In May 1983, a government study recommended either the widening of the highway between Vancouver and Squamish to four lanes, or the creation of a new second route.

“Increasing traffic volumes, now approaching the carrying capacity of the highway, indicate that if the route is to be kept in service as Highway 99, passing sections are required in this decade and a full four-laning in the 1990s,” the report said.

It estimated that widening the existing highway would cost $137 million, and that a new route would cost between $151 million and $200 million, depending on where it was located.

Throughout the 1980s, the Social Credit government of the day shoveled millions of dollars into projects along the highway, including debris dams, spillways and bridge repairs. At the time, the government was so convinced of the need for expansion that new bridges were built to accommodate four lanes even where the highway had only two.

But then things stalled.

Throughout the 1990s, the New Democratic Party government conducted studies, but spent very little on the highway.
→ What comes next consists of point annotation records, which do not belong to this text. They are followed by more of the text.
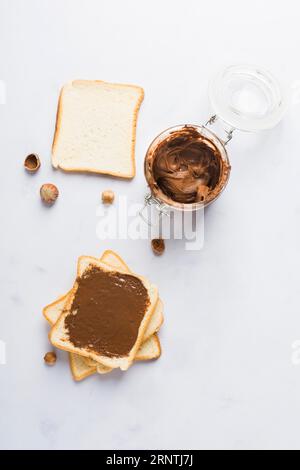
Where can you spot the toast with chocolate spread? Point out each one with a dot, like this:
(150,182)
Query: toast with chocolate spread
(96,128)
(106,315)
(83,367)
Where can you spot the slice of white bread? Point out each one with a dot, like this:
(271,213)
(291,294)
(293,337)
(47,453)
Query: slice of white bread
(59,335)
(96,128)
(81,370)
(82,367)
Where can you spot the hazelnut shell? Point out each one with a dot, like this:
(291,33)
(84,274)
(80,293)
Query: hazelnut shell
(158,246)
(50,358)
(49,193)
(108,197)
(32,163)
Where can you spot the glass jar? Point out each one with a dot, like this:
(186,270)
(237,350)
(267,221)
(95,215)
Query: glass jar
(243,98)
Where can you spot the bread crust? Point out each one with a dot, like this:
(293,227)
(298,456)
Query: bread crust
(134,126)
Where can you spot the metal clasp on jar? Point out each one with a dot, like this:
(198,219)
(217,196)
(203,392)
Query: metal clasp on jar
(228,132)
(162,208)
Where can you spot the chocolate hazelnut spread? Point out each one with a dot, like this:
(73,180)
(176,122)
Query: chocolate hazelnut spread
(186,166)
(107,311)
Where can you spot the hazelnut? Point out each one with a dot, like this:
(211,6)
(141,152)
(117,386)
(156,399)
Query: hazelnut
(108,197)
(32,163)
(158,246)
(50,358)
(49,193)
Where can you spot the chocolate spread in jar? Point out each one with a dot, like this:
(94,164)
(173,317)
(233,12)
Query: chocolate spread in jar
(187,167)
(107,311)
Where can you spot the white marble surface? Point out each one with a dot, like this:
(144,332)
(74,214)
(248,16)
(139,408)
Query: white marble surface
(226,378)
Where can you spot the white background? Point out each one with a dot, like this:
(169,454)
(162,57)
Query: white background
(226,378)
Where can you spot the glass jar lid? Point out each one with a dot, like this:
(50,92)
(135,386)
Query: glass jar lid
(247,98)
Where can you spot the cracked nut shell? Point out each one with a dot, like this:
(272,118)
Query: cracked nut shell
(32,163)
(49,193)
(108,197)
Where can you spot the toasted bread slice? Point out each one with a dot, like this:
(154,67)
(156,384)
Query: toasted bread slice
(81,370)
(96,128)
(59,334)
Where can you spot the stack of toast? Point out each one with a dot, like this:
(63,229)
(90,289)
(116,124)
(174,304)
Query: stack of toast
(94,357)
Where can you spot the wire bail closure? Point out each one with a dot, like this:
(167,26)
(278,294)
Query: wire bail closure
(162,209)
(229,133)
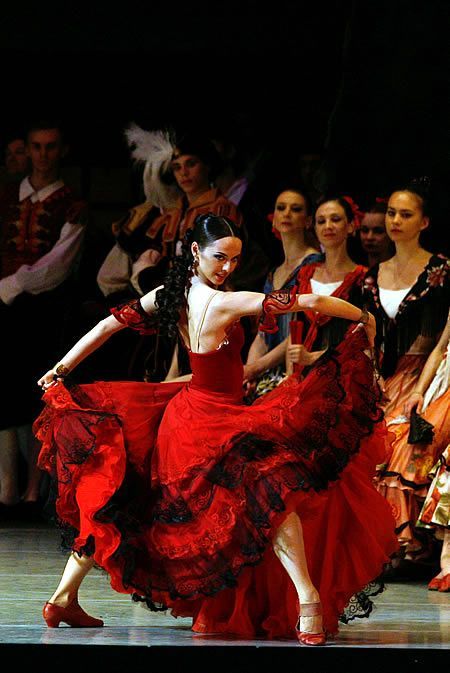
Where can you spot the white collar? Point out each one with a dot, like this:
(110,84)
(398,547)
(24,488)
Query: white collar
(26,189)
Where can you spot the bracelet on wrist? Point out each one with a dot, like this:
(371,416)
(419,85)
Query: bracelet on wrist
(60,371)
(364,317)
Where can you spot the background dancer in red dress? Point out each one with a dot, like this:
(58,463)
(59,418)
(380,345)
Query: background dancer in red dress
(237,492)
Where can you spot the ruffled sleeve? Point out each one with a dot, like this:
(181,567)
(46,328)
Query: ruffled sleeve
(133,315)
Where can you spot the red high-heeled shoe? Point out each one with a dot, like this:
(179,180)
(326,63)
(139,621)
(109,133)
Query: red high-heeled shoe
(445,583)
(73,615)
(304,637)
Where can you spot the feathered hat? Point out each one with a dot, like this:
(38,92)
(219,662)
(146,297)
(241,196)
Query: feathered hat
(155,148)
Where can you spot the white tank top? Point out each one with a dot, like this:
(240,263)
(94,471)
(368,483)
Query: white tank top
(325,289)
(391,299)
Mayors from the region banded together during this time and lobbied Victoria, but to no avail.

In fact, plans remained on the shelf until about 2001, when a newly elected Liberal government came to Victoria.
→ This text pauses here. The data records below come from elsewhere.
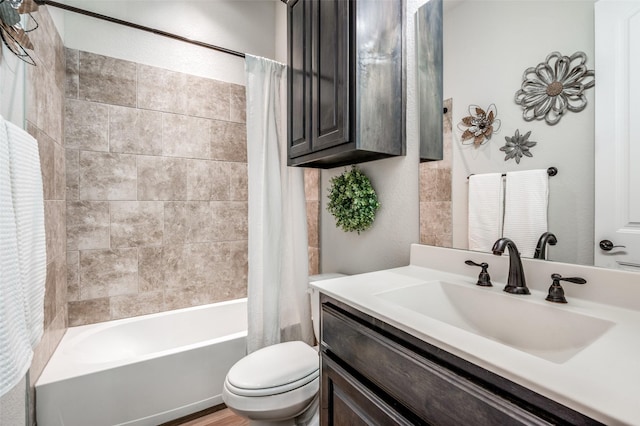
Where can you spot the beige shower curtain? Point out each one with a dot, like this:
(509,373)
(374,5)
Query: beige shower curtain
(278,306)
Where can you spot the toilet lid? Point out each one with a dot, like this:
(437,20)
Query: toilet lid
(274,369)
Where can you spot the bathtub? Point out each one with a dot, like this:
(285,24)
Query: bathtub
(144,370)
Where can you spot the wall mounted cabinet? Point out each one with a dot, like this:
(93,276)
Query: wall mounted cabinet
(346,91)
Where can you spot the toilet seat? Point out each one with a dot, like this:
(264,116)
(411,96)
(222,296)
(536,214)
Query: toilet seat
(274,370)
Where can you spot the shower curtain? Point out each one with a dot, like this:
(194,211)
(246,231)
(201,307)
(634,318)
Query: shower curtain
(278,302)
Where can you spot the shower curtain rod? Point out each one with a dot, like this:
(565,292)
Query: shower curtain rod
(138,27)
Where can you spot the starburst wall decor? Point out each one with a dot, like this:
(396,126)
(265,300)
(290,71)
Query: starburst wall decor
(517,146)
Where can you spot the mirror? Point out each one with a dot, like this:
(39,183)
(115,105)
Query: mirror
(487,47)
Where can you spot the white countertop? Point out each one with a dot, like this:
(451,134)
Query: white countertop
(601,381)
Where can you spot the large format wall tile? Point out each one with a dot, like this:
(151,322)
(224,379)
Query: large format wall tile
(105,273)
(72,72)
(72,169)
(135,131)
(230,221)
(136,223)
(106,176)
(162,178)
(87,126)
(207,98)
(208,180)
(87,225)
(161,90)
(89,311)
(44,113)
(139,304)
(228,141)
(238,103)
(107,80)
(156,189)
(150,269)
(184,136)
(239,181)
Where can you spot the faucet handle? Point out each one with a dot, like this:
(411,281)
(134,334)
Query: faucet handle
(556,292)
(484,279)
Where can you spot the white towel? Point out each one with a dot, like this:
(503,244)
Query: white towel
(22,253)
(486,201)
(28,204)
(525,213)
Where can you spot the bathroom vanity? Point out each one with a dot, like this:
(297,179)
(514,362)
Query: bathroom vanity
(373,371)
(420,345)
Within months of winning the election, Campbell’s government released a report detailing options for the highway that ranged from a $365 million plan to one that would cost $1.34 billion.

There had been 3,300 accidents on the highway from 1996 to 2001, and 34 deaths.

“Between ’96 and 2000, there were over three dozen people who lost their lives on that road,” Campbell said in late 2002, well before Heiberg arrived in town.

“Obviously, that’s an area where we’re going to have to be investing in the next number of years, whether there’s an Olympics or not,” he added.

Officials involved in the project at the time have agreed there was significant momentum to act on the highway, but initial plans were to spread the work over about 20 years.

Then came the Olympics, which all agree to have lit a fire of urgency.

Perhaps the clearest example of the pressure being exerted came in early 2002, when the head of the Vancouver 2010 bid committee appeared at an open meeting of Campbell’s cabinet.

“Sea to Sky is a problem for us today,” Jack Poole said on Jan. 16, 2002.

“It’s unreliable, it’s unsafe. … Rocks the size of cars come down there in some of the storms we have,” Poole said, underscoring its importance to the Olympics.

“The bid really doesn’t have a chance without [improvements to the highway],” he said. “We need your help here.”

From that point on, the government appeared sold.

By June 2002, ministers were referring to the project as the “really badly needed upgrade.”

By September, Campbell was promising improvements, and within about a year and a half the request for bidders had been issued.

In the end, Falcon agreed the highway upgrades will mean a lot of things to a lot of people, but that the most important is safety.

“When you strip away all the Olympics and everything else, it will save dozens and dozens of lives,” he said.

“There will be families that will not have to go through the trauma of dealing with the death of a close family member or relative as a result of the improvements we’ve made.”

“I think that’s probably the most important legacy.”